Unfortunately, your Fund was adversely affected by these trends,
since very few of the largest capitalization stocks are based in
the Rocky Mountain area. However, this should only be a temporary
setback. In the past, large- and small-capitalization stocks have
each taken their turns of being in favor with investors. Thus, we
would expect the broader market to "catch-up" with the largest
stocks at some point in the future. In fact, the last time the
stock market was similarly so narrowly focused on large stocks was
in 1972-73 and subsequently the small and medium stocks
outperformed the Standard & Poor's 500 Average for the following 10
consecutive years.
In 1999, we continue to apply our value-oriented
investment style to the universe of Rocky Mountain stocks. We are
a value-oriented investment manager concentrating on security
selection. We search for securities that are under valued in
relation to their intrinsic value and projected growth rate of the
company. In general, we look for companies that offer continuing
earnings growth, generate an above-average return on equity and
have a low price/earnings ratio. The idea is not only to build a
portfolio of quality companies that has a higher anticipated growth
rate and return on equity than the market average, but that has a
lower price/earnings ratio as well. Our emphasis on value coupled
with the positive economic and demographic trends of the Rocky
Mountain States lead us to be optimistic about the future.
We travel frequently around the Rocky Mountain states
to learn about companies that meet our investment criteria. It is
our hope that by focusing on companies in our "own backyard," we
can uncover under-followed stocks that will add value for you, our
shareholders.
The portfolio was exposed to several industries that
did well in 1998. The cable stocks continued to benefit from
improved growth in cash flows as well as interest in the group from
some smart investors such as Microsoft and AT&T. Our position in
Tele-Communications Inc. increased 98% during 1998 primarily due to
AT&T's proposal to buy the company. The portfolios other cable
holdings, TCI Ventures, Jones Intercable, Liberty Media, MediaOne
Group and United International also appreciated sharply.
Investor interest in telecommunications benefitted
another portfolio holding, Montana Power, which plans to sell most
of its electrical generating capacity and expand its fiber optic
tele-communication network. Another holding, American Stores,
appreciated significantly after another Rocky Mountain-based
company, Albertson's, proposed to buy them out.

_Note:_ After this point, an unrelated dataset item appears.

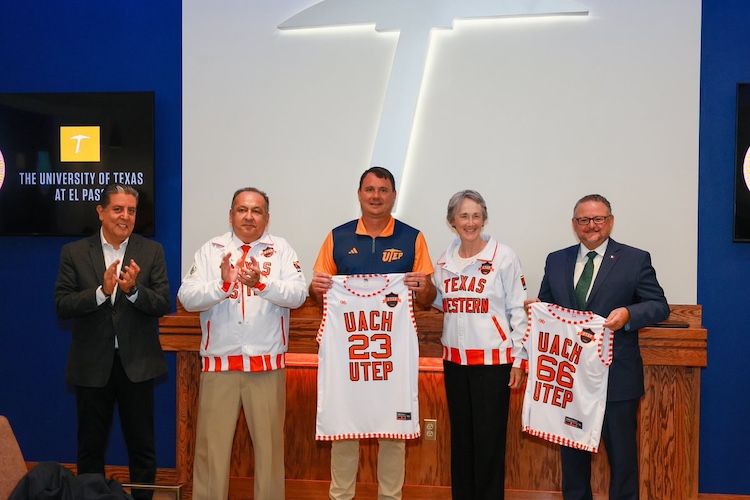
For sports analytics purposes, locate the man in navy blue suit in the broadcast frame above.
[539,194,669,500]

The portfolio was also exposed to several industries
that had challenges in 1998. Oil and gas prices declined during the
year which negatively affected our energy holdings, including Union
Pacific Resources, Prima Energy and KN Energy. U.S. natural gas
prices were adversely impacted by a warmer than normal winter in
1997-98 and the first half of 1998-99. Worldwide, oil prices were
impacted by reduced demand from Asia and excess production from
OPEC. While this was disappointing, we are still bullish on
energy prices long-term. Oil and gas are depleting natural
resources and demand will eventually recover and weather patterns
will return to normal.
Our investments in casino stocks Circus Circus and
Mirage Resorts were hampered in 1998 by overbuilding in Las Vegas.

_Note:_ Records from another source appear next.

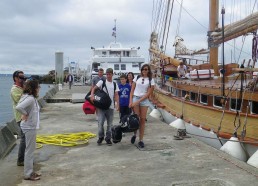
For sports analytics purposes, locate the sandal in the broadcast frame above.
[24,172,41,181]
[131,135,136,144]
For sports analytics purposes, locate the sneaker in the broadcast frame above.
[106,139,112,146]
[97,137,104,145]
[138,141,144,148]
[17,161,24,166]
[131,135,136,144]
[24,172,40,181]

We temporarily reduced our investments in this industry, but plan
to increase them again as the new capacity is absorbed into the
market.
We also had invested in several companies who had
earnings disappointments in 1998 such as RuralMetro, American Coin
Merchandising, Avert and Mity Lite. In each case, we believe
management is taking the appropriate action to restore their
respective company's earnings growth.
We are very excited about one new stock that we added
to the portfolio in December, NAVIDEC, Inc. This Colorado-based
company is developing a nationwide auto Internet site. It currently
has auto buying/leasing/information sites in five metro areas and
plans to expand to 75 by the end of 2000. A recent acquisition
gives it access to several major Internet portals including
Netscape and Prodigy.
We remain optimistic about the Rocky Mountain economy.

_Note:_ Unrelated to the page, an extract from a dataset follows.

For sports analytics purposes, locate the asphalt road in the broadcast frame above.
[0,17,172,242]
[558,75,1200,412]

Interest rates are low, as is the rate of inflation. The Rocky
Mountain economy continues to grow and new companies are moving
here. We will continue to apply our long-term value criteria to the
universe of Rocky Mountain stocks in our efforts to add value for
our shareholders.
</PAGE>
<PAGE>
[Logo of KPMG: 'KPMG' in front of four rectangles]
INDEPENDENT AUDITORS' REPORT
To the Board of Trustees and Shareholders of
Aquila Rocky Mountain Equity Fund:
We have audited the accompanying statement of assets and
liabilities of Aquila Rocky Mountain Equity Fund, including the
statement of investments, as of December 31, 1998, and the related
statement of operations for the year then ended, the statements of
changes in net assets for each of the years in the two-year period
then ended and the financial highlhights for each of the years in
the four-year period then ended and for the period July 22, 1994
(commencement of operations) to December 31, 1994. These financial
statements and financial highlights are the responsibility of the
Fund's management. Our responsibility is to express an opinion on
these financial statements and financial highlights based on our
audits.
We conducted our audits in accordance with generally
accepted auditing standards. Those standards require that we plan
and perform the audit to obtain reasonable assurance about whether
the financial statements and financial highlights are free of
material misstatement. An audit includes examining, on a test
basis, evidence supporting the amounts and disclosures in the
financial statements. Our procedures included confirmation of
securities owned as of December 31, 1998, by correspondence with
the custodian. An audit also includes assessing the accounting
principles used, and significant estimates made by management, as
well as evaluating the overall financial statement presentation. We
believe that our audits provide a reasonable basis for our opinion.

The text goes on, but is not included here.